For EMR specifically, you'll need to put these settings in /etc/spark/conf/metrics.properties on the master node.
Spark on EMR does include the Ganglia library:
$ ls -l /usr/lib/spark/external/lib/spark-ganglia-lgpl_*
-rw-r--r-- 1 root root 28376 Mar 22 00:43 /usr/lib/spark/external/lib/spark-ganglia-lgpl_2.11-2.3.0.jar
In addition, your example is missing the equals sign (=) between the config names and values - unsure if that's an issue. Below is an example config that worked successfully for me.

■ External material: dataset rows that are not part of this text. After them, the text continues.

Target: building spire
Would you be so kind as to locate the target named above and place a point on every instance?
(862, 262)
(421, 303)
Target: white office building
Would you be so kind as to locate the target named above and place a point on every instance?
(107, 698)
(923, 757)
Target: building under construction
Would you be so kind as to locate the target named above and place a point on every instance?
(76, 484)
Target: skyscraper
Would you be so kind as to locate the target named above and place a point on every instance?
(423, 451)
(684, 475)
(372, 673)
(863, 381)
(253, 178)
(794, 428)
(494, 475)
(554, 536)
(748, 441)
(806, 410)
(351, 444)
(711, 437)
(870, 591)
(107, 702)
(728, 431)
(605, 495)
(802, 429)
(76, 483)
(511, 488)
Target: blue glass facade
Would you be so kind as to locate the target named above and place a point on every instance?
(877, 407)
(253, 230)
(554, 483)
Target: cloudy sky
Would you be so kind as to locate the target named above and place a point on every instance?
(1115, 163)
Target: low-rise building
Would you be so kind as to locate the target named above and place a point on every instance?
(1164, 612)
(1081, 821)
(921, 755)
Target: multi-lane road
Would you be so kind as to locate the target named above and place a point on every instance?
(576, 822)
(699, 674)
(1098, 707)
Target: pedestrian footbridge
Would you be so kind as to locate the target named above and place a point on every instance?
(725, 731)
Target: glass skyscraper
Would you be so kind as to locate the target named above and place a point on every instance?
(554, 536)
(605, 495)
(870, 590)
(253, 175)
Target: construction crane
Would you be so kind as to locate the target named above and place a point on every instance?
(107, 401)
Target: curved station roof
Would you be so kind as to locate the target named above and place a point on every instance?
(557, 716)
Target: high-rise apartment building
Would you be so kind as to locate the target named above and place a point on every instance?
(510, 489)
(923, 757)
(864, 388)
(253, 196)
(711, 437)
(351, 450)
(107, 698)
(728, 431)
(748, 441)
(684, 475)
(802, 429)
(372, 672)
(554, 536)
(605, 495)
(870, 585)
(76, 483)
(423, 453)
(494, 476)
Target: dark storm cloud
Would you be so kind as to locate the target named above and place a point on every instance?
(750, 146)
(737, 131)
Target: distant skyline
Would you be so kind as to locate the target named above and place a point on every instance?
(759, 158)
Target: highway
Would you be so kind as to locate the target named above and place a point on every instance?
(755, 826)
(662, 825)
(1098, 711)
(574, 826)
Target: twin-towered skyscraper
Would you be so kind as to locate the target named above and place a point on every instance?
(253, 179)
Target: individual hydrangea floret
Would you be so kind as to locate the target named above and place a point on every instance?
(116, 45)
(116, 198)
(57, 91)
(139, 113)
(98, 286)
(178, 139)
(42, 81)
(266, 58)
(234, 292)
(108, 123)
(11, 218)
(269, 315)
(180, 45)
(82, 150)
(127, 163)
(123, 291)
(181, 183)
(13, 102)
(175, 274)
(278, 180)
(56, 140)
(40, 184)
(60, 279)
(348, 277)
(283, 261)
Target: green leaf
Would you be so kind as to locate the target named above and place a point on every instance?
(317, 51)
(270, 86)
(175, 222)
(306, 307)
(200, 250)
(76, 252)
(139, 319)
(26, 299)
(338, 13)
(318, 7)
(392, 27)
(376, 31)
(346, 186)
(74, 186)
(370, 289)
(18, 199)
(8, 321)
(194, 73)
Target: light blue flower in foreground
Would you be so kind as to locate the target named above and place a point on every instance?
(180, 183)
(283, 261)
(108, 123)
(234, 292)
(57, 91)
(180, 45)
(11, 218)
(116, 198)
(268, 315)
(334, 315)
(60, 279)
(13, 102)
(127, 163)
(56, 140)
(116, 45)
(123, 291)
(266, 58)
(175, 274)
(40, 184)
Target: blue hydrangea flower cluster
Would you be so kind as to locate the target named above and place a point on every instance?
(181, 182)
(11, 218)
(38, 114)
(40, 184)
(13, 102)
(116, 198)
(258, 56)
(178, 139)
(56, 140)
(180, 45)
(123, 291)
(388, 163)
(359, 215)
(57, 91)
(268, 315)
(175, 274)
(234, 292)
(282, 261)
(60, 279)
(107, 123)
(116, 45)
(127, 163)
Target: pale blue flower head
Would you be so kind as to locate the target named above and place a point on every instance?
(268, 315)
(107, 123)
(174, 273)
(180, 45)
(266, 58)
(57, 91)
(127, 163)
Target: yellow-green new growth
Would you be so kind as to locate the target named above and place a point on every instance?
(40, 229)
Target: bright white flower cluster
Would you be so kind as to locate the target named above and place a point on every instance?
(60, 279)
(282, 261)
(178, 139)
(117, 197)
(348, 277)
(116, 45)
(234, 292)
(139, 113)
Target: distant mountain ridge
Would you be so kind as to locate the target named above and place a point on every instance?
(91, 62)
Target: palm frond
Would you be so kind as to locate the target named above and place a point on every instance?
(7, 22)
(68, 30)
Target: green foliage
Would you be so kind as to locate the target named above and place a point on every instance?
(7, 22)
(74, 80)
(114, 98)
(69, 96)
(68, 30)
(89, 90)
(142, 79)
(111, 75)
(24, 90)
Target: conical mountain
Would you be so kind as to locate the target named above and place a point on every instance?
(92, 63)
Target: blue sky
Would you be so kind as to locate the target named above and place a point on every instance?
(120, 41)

*.sink.ganglia.class=org.apache.spark.metrics.sink.GangliaSink
*.sink.ganglia.name=AMZN-EMR
*.sink.ganglia.host=$MASTERIP
*.sink.ganglia.port=8649
*.sink.ganglia.mode=unicast
*.sink.ganglia.period=10
*.sink.ganglia.unit=seconds
From this page:
https://spark.apache.org/docs/latest/monitoring.html
Spark also supports a Ganglia sink which is not included in the default build due to licensing restrictions:
GangliaSink: Sends metrics to a Ganglia node or multicast group.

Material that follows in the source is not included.